Chapter 4: Sanctuary

  • How did the rise of the modern state (rather than feudal fiefdoms) lead to the demise of sanctuary in the early modern period? How does sanctuary challenge the sovereignty of the modern nation-state? Why is it important to remember this history in understanding contemporary forms of sanctuary?
  • How does the consistent reemergence of sanctuary practices shine light on the fiction of equality before the law and political liberalism?
  • How did the U.S. sanctuary movement of the 1980s connect U.S. foreign policy and U.S. imperialism to immigration issues? What lessons can we learn from these connections for contemporary movement-building?
  • How have practices of U.S. sanctuary movements during the 1980s and in the contemporary moment diverged from traditional practices of sanctuary, for example in medieval times?

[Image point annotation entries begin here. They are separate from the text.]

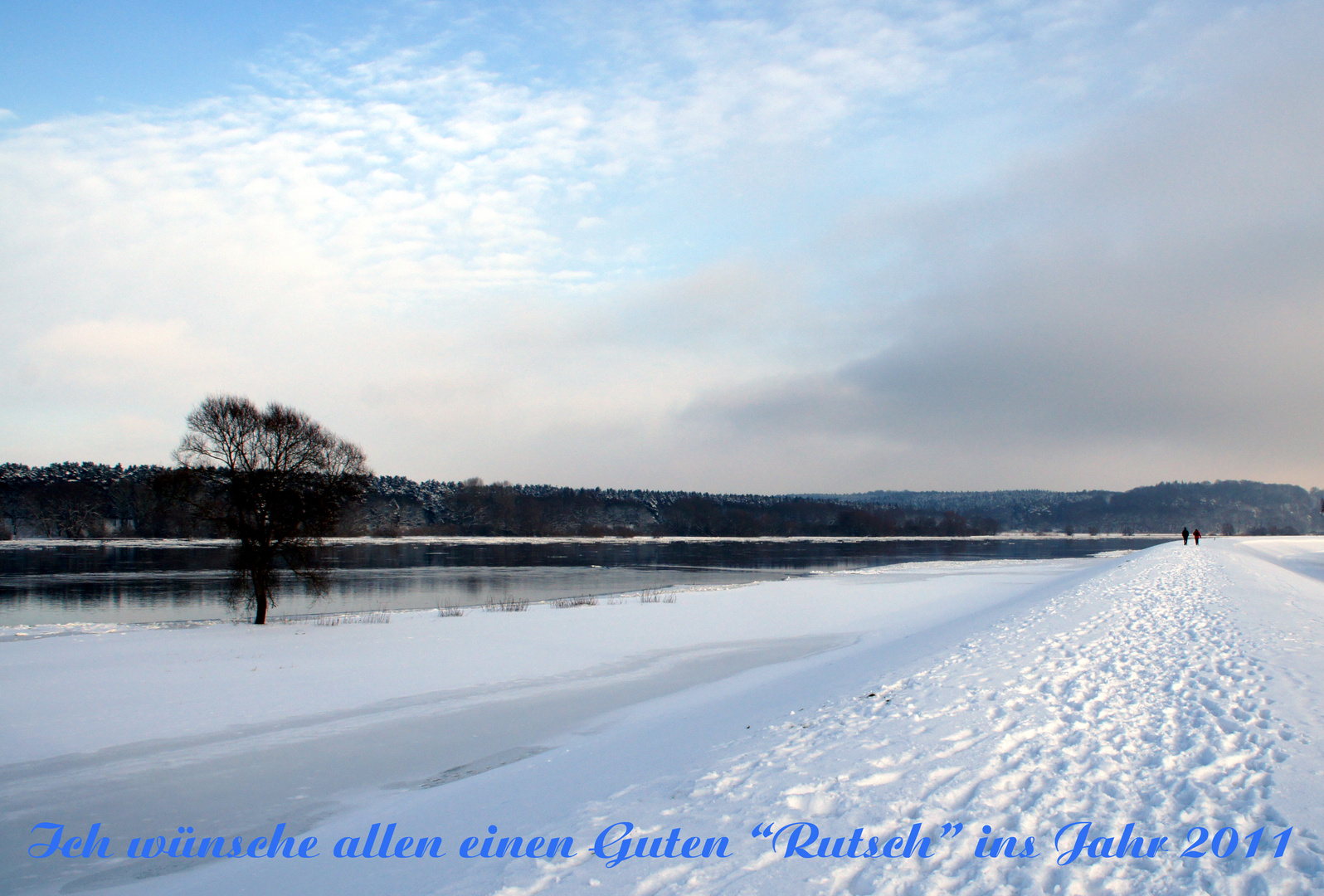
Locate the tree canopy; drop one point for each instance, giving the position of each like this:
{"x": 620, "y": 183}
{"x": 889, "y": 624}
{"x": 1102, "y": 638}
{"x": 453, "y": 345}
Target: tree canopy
{"x": 275, "y": 480}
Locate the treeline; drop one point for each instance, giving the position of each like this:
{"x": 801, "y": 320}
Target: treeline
{"x": 1224, "y": 507}
{"x": 97, "y": 500}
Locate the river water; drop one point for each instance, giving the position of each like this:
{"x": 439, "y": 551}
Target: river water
{"x": 171, "y": 582}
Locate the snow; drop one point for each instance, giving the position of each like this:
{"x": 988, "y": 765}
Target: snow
{"x": 1166, "y": 689}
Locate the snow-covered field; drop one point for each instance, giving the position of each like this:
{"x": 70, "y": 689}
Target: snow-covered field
{"x": 1166, "y": 689}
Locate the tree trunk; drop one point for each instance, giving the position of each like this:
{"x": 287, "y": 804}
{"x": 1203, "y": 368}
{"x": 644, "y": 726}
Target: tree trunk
{"x": 260, "y": 591}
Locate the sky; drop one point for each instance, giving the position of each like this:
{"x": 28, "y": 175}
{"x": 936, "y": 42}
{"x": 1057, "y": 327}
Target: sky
{"x": 723, "y": 246}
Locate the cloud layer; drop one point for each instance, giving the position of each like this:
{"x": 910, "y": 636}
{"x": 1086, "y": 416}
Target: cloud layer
{"x": 819, "y": 246}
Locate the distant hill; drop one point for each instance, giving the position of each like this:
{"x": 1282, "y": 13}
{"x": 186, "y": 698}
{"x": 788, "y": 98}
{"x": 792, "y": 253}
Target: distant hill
{"x": 1214, "y": 507}
{"x": 95, "y": 499}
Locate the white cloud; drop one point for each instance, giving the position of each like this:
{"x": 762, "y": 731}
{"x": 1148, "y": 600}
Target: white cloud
{"x": 531, "y": 273}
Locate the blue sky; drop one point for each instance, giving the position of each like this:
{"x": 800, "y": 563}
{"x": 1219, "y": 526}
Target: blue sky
{"x": 733, "y": 246}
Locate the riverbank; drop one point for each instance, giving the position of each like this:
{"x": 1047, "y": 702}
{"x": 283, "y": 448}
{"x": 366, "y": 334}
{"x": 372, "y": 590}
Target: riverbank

  • Take a generous or kind view of the New Sanctuary Movement and how it has provided sanctuary to immigrant communities. Then, take a more critical or harsh view of the NSM and examine how we can learn from these limits for immigrant justice.

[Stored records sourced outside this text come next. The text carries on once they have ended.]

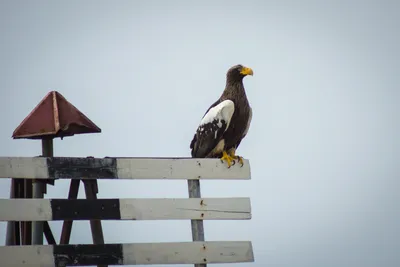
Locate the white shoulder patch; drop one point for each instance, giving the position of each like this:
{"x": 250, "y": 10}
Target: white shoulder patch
{"x": 222, "y": 111}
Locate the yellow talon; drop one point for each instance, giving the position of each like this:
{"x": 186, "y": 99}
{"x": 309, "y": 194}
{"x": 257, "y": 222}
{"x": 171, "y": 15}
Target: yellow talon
{"x": 236, "y": 157}
{"x": 229, "y": 159}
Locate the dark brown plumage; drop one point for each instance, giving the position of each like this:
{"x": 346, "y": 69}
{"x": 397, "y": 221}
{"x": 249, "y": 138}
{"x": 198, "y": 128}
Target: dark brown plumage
{"x": 226, "y": 121}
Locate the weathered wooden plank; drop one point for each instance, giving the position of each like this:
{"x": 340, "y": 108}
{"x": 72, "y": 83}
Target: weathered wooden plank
{"x": 121, "y": 168}
{"x": 125, "y": 209}
{"x": 197, "y": 225}
{"x": 127, "y": 254}
{"x": 188, "y": 253}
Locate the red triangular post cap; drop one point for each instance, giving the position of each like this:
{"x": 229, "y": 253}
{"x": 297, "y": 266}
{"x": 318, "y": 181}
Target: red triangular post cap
{"x": 54, "y": 117}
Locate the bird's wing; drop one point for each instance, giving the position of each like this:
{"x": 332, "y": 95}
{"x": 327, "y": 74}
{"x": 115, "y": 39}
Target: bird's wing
{"x": 211, "y": 128}
{"x": 248, "y": 123}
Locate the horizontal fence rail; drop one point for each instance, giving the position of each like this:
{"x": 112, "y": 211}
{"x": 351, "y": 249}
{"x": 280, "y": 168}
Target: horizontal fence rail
{"x": 121, "y": 168}
{"x": 125, "y": 209}
{"x": 127, "y": 254}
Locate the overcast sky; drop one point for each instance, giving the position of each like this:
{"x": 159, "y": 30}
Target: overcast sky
{"x": 324, "y": 140}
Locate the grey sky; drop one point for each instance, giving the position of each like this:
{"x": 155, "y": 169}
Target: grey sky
{"x": 324, "y": 140}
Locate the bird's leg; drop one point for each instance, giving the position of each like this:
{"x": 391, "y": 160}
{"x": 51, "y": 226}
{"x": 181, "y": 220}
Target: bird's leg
{"x": 226, "y": 157}
{"x": 232, "y": 152}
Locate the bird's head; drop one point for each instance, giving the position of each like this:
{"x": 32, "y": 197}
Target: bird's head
{"x": 238, "y": 72}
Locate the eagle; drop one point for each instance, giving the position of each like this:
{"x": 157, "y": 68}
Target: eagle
{"x": 226, "y": 122}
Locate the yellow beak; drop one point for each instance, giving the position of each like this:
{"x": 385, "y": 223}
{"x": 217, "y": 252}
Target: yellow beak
{"x": 246, "y": 71}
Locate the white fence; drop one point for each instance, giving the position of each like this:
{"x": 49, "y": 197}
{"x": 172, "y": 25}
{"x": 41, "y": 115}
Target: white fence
{"x": 194, "y": 208}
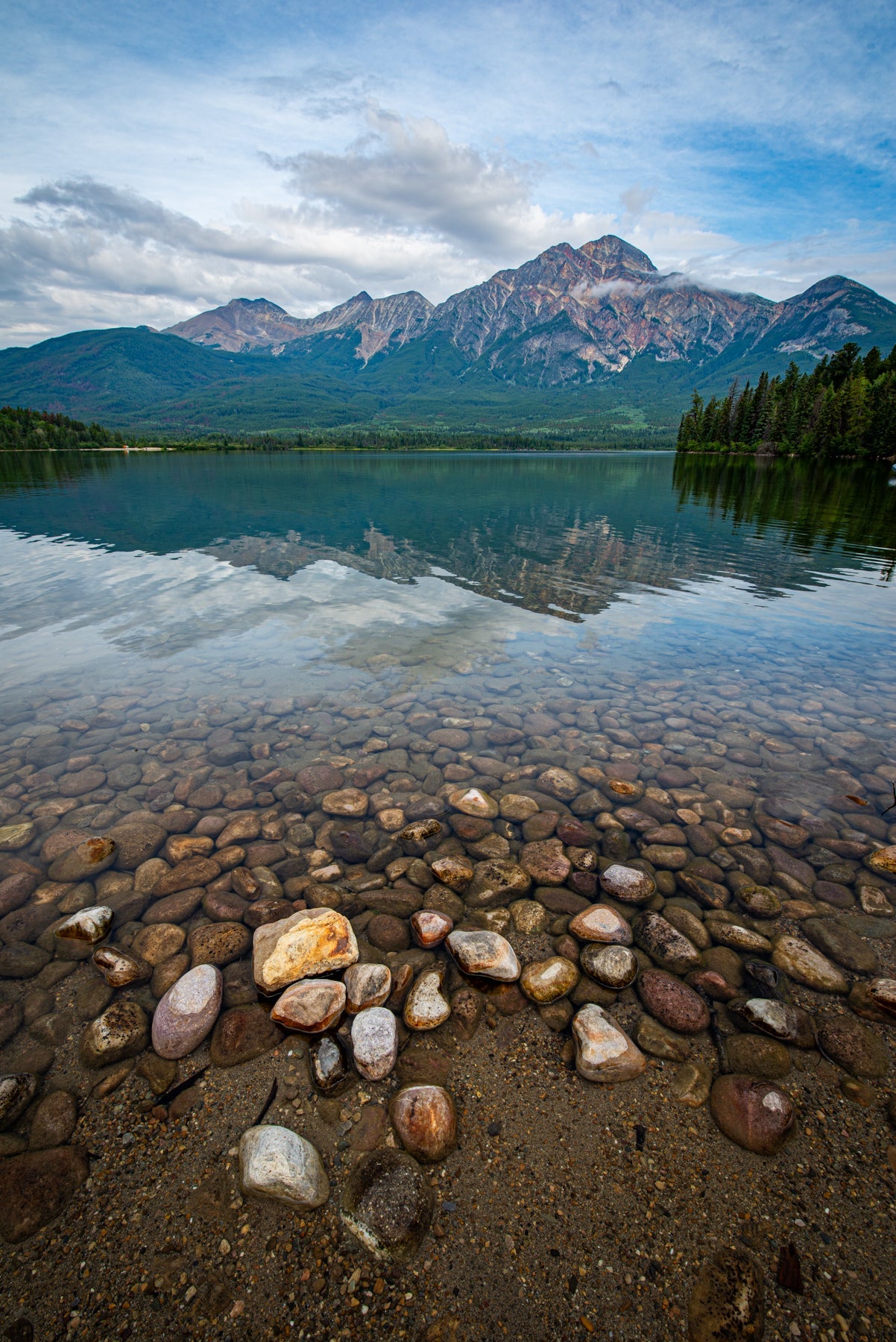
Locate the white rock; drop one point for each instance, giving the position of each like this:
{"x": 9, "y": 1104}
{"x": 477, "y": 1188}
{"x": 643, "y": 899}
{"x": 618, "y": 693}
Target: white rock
{"x": 374, "y": 1042}
{"x": 604, "y": 1053}
{"x": 187, "y": 1012}
{"x": 277, "y": 1162}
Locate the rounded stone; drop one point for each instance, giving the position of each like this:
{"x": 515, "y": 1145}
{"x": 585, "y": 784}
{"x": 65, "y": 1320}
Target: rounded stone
{"x": 426, "y": 1006}
{"x": 628, "y": 885}
{"x": 664, "y": 944}
{"x": 429, "y": 927}
{"x": 16, "y": 1093}
{"x": 329, "y": 1065}
{"x": 388, "y": 1204}
{"x": 187, "y": 1012}
{"x": 367, "y": 986}
{"x": 549, "y": 980}
{"x": 546, "y": 862}
{"x": 691, "y": 1085}
{"x": 159, "y": 942}
{"x": 758, "y": 1056}
{"x": 426, "y": 1120}
{"x": 455, "y": 872}
{"x": 755, "y": 1114}
{"x": 473, "y": 801}
{"x": 486, "y": 953}
{"x": 672, "y": 1003}
{"x": 85, "y": 860}
{"x": 604, "y": 1053}
{"x": 728, "y": 1302}
{"x": 119, "y": 968}
{"x": 374, "y": 1042}
{"x": 313, "y": 941}
{"x": 87, "y": 925}
{"x": 243, "y": 1033}
{"x": 807, "y": 965}
{"x": 613, "y": 966}
{"x": 854, "y": 1046}
{"x": 310, "y": 1006}
{"x": 218, "y": 944}
{"x": 122, "y": 1031}
{"x": 385, "y": 932}
{"x": 602, "y": 924}
{"x": 277, "y": 1164}
{"x": 54, "y": 1122}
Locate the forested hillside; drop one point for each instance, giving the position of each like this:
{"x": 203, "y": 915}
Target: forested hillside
{"x": 845, "y": 407}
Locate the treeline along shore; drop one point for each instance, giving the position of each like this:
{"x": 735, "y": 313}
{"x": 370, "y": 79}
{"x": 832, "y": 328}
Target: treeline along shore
{"x": 844, "y": 409}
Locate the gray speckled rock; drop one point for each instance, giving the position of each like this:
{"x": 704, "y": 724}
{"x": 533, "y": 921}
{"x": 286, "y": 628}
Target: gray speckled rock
{"x": 275, "y": 1162}
{"x": 16, "y": 1093}
{"x": 122, "y": 1031}
{"x": 187, "y": 1012}
{"x": 374, "y": 1042}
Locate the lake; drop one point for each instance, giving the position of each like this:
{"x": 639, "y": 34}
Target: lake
{"x": 412, "y": 691}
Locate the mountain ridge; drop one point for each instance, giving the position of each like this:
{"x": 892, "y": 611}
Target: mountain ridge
{"x": 589, "y": 341}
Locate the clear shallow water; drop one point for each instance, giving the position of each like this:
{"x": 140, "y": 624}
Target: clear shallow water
{"x": 496, "y": 580}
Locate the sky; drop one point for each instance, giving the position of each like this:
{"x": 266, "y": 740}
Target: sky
{"x": 163, "y": 157}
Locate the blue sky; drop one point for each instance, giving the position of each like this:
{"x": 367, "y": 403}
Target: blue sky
{"x": 161, "y": 159}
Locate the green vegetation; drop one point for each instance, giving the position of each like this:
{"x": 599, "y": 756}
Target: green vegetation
{"x": 23, "y": 429}
{"x": 845, "y": 407}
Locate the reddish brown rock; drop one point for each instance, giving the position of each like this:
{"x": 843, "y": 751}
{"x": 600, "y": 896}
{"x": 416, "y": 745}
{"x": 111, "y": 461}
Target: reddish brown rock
{"x": 672, "y": 1003}
{"x": 426, "y": 1120}
{"x": 755, "y": 1114}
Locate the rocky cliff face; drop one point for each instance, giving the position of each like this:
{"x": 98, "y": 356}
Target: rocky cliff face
{"x": 570, "y": 315}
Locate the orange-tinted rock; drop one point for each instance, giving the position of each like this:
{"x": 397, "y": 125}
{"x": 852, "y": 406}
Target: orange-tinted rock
{"x": 426, "y": 1120}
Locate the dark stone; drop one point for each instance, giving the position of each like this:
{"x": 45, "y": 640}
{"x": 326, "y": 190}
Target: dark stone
{"x": 388, "y": 1204}
{"x": 242, "y": 1033}
{"x": 40, "y": 1185}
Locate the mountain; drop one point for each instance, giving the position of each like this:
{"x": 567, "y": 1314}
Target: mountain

  • Abolition and sanctuary are two different concepts. How are they different? How do they overlap?
  • What lessons do the history of resistance to the Fugitive Slave Acts and of Reconstruction give us for an abolitionist sanctuary movement today?

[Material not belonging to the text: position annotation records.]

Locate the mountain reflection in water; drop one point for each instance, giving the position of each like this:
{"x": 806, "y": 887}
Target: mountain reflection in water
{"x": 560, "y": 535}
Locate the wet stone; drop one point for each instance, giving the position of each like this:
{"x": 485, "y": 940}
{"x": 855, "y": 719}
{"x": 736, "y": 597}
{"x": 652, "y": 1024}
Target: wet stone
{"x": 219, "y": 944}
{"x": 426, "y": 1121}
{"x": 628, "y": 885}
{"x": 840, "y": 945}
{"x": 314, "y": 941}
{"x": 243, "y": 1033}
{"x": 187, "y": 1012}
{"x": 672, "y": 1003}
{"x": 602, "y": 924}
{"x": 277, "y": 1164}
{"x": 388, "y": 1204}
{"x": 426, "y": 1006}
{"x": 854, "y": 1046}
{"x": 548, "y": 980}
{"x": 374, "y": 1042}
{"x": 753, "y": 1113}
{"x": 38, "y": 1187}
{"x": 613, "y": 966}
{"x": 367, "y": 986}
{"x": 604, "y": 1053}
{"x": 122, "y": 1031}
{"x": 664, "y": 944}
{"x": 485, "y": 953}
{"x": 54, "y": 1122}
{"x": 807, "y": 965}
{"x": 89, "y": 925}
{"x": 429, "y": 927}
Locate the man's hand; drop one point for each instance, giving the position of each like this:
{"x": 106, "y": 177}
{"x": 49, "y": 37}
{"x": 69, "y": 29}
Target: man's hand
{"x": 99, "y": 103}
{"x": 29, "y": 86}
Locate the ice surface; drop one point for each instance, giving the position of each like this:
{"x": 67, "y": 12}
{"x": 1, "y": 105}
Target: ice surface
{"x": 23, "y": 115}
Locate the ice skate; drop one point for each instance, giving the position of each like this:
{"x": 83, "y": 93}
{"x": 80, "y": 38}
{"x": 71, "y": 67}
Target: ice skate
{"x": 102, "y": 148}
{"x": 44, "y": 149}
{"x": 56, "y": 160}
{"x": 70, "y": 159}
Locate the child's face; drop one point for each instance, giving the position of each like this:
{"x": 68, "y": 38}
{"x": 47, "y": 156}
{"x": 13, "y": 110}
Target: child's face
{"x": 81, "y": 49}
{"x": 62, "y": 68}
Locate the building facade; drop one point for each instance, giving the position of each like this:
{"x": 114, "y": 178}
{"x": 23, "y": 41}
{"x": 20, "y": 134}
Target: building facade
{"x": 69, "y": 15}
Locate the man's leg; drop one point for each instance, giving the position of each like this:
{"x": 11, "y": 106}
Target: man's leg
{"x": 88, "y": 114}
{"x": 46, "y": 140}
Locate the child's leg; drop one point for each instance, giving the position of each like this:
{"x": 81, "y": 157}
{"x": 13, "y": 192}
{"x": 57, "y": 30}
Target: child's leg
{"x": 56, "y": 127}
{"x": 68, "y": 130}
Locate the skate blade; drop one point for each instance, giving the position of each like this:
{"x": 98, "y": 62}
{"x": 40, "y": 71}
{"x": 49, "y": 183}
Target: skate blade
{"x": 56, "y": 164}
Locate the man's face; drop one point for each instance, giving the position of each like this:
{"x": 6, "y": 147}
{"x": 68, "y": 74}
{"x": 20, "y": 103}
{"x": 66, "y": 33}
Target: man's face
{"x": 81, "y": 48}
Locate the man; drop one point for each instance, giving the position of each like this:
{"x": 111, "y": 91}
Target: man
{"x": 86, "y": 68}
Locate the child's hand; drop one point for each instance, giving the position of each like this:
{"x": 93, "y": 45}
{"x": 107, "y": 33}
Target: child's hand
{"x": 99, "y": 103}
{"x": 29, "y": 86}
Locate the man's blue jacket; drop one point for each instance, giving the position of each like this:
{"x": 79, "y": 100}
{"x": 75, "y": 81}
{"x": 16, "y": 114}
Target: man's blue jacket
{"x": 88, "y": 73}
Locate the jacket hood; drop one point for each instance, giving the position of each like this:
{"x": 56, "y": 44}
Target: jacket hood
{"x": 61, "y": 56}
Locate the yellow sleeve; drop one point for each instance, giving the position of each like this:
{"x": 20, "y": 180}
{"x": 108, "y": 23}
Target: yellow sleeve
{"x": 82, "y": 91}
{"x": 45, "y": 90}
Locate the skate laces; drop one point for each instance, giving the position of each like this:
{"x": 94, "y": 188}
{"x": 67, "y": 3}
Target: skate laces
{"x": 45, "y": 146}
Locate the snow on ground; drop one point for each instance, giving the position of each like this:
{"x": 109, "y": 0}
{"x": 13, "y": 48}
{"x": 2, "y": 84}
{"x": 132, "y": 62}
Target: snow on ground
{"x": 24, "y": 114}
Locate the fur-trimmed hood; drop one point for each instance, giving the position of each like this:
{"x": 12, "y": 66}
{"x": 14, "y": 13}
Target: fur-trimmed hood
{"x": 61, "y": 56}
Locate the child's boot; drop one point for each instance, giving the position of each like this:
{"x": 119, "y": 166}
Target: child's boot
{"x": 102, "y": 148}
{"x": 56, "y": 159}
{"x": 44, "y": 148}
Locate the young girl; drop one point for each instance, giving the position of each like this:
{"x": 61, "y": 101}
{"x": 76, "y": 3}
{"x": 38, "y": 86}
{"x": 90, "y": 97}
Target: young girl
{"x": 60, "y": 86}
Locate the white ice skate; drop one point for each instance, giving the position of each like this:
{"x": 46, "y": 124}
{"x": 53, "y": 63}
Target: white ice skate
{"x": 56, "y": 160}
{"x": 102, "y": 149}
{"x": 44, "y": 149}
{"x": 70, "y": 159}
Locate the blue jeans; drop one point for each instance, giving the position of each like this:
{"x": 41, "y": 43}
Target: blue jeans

  • Reflecting on the previous chapters, what are some examples of “reformist reforms” in immigration policy? If you could go back and change things, how might you reformulate these “reformist reforms” into “non-reformist reforms”?
  • What would your own vision for a new society based on an abolitionist sanctuary look like?

Epilogue

  • The fact that the Trump regime has deployed such explicit and brutal forms of violence against immigrants and other vulnerable people has woken more people to the unjust systems and structures his regime relies on. How might organizers use this moment to bring more people, even those who are not ready to support all abolitionist principles, into social justice organizing? 
  • How might the fact that the United States is not the sole sovereign authority in this land affect organizing principles and strategies? Why and how should Indigenous sovereignty be essential to an abolitionist sanctuary? What is the responsibility of immigrants and immigrant justice organizers to Indigenous people and nations?